Hm - does sound lovely and on my bucket list is a helicopter ride into a volcano. But flights from east coast US would cost a bundle plus hotel.  Thank you for the kind comments, though.


----------



## Jellybeans (Mar 8, 2011)

Homemaker_Numero_Uno said:


> I'm thankful I have school, work, kids, *sedatives*, new jeggings, dance dresses and good friends irl.


:rofl::rofl::rofl:

Long live the sedatives!


----------



## working_together (Oct 16, 2011)

It's really amazing how many emotionally unavailable men are out there (imagine women are too). There's a few of us that seem to be in similar situation. I just feel they have the control, and we sit back being manipulated into waiting around for them to be ready, we can't do that, we need to move on with our lives. I get sucked in pretty bad, I end it, take a break for a few weeks, then it starts all over. I have to admit, I'm taking things more in stride, not taking things so seriously. I know I get stuck because I don't always feel good about myself, the fact that I was in a relationship where I was really sheltered from the outside world in terms of what it was like to date, have relationships that were healthy, it's kind of skewed my thinking I guess. I recently met a very nice lady accross the street, and she's damn smart, and gives me some feed back.

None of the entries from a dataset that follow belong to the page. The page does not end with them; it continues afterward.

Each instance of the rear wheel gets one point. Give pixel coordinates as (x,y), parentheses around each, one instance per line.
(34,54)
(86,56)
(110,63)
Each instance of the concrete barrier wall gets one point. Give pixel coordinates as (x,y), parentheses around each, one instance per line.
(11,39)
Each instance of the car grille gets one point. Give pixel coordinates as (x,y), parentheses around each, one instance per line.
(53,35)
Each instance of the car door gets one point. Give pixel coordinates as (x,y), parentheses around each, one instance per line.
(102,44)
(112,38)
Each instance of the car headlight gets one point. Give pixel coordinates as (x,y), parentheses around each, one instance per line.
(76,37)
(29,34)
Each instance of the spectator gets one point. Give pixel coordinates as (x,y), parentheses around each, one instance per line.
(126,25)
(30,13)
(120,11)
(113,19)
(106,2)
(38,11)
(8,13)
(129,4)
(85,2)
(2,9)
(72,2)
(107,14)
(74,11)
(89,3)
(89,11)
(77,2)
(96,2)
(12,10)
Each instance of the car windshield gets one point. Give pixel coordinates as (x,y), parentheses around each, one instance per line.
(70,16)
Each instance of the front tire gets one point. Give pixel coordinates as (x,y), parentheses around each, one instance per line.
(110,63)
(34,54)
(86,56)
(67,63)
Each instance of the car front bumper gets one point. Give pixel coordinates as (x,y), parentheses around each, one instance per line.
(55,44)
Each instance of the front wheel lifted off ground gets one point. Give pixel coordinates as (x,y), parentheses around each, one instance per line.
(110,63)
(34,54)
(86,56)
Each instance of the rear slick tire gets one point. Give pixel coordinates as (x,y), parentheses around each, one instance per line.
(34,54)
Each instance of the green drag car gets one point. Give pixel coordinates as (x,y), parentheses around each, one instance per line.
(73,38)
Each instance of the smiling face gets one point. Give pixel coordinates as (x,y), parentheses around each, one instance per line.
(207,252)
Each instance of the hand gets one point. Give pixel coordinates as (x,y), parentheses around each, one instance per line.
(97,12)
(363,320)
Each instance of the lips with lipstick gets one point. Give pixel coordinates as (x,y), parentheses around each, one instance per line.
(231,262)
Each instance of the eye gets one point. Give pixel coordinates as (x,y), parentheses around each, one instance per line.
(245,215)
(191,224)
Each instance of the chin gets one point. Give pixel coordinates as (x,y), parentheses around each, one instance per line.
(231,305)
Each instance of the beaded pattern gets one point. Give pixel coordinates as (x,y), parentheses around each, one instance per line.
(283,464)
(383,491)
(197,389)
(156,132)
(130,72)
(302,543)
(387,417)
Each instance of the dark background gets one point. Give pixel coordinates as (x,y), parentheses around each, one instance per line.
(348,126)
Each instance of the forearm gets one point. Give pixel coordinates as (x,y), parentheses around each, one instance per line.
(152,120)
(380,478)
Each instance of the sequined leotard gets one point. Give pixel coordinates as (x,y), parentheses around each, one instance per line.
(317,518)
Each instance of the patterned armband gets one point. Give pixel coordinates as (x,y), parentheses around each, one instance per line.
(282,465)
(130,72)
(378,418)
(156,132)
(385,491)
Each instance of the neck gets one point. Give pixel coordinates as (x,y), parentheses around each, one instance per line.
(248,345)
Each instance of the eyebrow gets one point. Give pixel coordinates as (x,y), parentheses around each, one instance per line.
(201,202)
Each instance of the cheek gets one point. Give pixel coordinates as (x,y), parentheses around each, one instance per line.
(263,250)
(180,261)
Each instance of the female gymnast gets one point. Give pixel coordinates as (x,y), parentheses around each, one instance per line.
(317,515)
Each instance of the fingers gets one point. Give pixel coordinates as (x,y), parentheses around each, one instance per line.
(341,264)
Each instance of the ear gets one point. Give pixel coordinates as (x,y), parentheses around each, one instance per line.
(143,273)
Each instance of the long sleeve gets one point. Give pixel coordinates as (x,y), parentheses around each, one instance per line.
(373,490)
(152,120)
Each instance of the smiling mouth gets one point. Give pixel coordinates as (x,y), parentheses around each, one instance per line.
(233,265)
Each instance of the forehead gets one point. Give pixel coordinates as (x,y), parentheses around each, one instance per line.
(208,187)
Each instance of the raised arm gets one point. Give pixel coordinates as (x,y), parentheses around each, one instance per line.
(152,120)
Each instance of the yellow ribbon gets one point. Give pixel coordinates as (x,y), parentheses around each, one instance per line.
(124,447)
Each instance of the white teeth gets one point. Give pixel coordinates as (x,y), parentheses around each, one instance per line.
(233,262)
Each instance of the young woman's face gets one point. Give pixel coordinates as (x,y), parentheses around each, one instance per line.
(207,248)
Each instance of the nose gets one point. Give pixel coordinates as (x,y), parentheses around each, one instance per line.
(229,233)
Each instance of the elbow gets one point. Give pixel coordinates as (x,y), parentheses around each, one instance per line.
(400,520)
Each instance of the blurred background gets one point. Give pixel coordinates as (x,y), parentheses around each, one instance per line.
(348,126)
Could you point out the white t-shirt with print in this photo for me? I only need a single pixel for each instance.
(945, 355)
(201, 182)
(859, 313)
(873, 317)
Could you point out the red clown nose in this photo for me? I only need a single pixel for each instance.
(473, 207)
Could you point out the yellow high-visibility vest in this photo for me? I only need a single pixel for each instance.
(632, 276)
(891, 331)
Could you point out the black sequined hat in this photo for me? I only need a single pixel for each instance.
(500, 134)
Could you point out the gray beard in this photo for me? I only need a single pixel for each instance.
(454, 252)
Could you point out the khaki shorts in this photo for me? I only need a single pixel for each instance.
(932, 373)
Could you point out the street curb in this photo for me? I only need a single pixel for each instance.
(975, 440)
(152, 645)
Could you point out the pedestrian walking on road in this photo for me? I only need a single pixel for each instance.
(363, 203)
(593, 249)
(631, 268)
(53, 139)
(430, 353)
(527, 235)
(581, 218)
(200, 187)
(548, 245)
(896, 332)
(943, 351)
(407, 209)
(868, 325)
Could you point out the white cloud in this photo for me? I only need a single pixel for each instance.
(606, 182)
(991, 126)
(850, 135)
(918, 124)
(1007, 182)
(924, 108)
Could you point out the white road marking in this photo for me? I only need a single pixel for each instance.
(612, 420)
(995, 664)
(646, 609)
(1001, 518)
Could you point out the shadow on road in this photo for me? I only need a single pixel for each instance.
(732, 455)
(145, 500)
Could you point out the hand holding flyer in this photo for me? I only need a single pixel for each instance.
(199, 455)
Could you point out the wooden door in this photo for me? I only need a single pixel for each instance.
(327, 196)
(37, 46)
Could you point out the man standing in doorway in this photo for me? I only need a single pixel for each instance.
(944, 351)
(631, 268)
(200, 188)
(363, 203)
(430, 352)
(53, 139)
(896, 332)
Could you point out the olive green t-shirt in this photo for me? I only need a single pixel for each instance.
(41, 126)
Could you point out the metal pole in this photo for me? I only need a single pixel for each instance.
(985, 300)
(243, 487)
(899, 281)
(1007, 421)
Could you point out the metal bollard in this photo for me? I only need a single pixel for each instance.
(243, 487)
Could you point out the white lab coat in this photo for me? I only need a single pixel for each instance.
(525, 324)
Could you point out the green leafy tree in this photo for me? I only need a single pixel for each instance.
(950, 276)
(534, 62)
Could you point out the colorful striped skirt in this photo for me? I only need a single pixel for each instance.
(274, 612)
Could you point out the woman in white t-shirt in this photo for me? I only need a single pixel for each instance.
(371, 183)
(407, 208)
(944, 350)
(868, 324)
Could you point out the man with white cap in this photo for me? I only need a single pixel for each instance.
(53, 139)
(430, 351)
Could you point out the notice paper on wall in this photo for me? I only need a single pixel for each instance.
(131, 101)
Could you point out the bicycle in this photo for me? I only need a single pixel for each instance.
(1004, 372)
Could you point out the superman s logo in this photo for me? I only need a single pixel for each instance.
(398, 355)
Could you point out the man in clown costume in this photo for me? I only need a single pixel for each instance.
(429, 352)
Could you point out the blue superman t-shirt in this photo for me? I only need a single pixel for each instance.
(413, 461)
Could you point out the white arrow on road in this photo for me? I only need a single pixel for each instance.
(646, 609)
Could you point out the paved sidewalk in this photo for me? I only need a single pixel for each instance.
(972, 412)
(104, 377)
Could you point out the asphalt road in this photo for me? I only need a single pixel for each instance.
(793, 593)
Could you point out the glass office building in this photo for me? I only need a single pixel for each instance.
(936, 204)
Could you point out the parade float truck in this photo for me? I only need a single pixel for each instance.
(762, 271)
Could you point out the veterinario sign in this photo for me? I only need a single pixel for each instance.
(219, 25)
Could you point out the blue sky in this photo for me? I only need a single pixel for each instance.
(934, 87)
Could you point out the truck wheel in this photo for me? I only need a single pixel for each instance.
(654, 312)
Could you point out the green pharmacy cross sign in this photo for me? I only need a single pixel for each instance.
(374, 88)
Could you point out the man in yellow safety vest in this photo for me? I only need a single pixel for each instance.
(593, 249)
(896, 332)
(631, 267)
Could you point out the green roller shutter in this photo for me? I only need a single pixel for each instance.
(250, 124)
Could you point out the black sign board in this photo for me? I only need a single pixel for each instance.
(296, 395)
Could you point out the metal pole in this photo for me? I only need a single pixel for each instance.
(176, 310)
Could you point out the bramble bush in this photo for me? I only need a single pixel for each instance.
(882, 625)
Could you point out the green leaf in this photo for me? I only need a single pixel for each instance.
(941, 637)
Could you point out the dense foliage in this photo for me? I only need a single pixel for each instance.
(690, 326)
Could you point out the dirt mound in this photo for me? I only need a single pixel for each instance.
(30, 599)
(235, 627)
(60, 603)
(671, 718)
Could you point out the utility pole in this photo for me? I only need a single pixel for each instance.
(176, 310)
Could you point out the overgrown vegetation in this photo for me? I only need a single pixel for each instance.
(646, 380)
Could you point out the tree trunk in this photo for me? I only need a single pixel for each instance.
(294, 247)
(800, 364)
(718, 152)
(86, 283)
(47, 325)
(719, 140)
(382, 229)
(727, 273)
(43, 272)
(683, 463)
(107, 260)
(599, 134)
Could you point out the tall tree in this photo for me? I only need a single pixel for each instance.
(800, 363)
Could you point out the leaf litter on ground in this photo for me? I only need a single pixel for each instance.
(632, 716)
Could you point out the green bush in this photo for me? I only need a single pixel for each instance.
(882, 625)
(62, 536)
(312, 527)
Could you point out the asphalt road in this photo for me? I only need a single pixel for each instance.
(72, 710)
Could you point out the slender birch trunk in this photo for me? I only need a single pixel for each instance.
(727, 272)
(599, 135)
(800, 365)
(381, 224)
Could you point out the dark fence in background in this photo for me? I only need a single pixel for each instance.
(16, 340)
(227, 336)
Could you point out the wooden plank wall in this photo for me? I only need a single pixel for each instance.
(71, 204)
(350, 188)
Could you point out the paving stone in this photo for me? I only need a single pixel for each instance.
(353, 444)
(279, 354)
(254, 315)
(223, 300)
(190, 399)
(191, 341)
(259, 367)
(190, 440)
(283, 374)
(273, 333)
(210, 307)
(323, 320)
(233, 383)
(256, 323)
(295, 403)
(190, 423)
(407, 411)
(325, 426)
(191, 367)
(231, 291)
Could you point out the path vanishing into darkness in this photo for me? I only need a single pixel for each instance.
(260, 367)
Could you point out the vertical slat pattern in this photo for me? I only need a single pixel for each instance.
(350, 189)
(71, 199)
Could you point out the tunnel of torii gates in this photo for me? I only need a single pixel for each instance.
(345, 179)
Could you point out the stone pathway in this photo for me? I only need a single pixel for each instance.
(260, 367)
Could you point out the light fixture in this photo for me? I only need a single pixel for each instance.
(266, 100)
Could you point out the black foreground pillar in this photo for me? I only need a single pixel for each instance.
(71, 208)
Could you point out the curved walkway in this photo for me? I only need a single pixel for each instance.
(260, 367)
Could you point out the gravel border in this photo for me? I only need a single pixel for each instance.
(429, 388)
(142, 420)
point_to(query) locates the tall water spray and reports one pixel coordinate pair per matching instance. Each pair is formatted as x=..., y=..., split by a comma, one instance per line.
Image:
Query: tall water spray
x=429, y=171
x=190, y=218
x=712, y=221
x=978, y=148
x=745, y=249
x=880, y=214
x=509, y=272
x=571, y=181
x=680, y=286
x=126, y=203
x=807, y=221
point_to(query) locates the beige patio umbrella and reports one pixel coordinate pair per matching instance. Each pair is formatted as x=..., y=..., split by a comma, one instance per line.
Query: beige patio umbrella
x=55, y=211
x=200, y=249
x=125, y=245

I guess what really bothers me is when I hear women on here talk about what their partners, supposed b/f's say to them that is so mean. Ok, it's honest, but really, saying that they're not attracted to them, that's down right hurtful. I think I would have lost it and lashed out verbally at that comment. Who says things like that??

I think when someone says they aren't ready for anything serious, you can still be friends, not close, and NEVER have sex with them until they can committ to something more serious, if that's what you want.


----------



## Homemaker_Numero_Uno (Jan 18, 2011)

working_together said:


> I guess what really bothers me is when I hear women on here talk about what their partners, supposed b/f's say to them that is so mean. Ok, it's honest, but really, saying that they're not attracted to them, that's down right hurtful. I think I would have lost it and lashed out verbally at that comment. Who says things like that??


To answer question...narcissist on weed, who is uncomfortable/unused to real relationship, where his partner knows his faults and likes him anyway. BUT, there's a difference between knowing faults and tolerating them because you can, and will, in order to be friends and lovers, and hanging around after you're told that when he considers you, he can no longer get it on, and he doesn't love you. I told him after, you know, if you lost attraction for me, you're probably depressed, because nobody else has. And he said, you're probably right. When I told him he was behaving like a sociopath and slightly narcissistic, he said, only slightly? So, he knows he has issues, I think the main thing is that he wanted ME to somehow fix it for him. Dude, if you're having trouble getting it up, don't love me and not attracted to me, you are NOT getting a BJ. I'm going home!


----------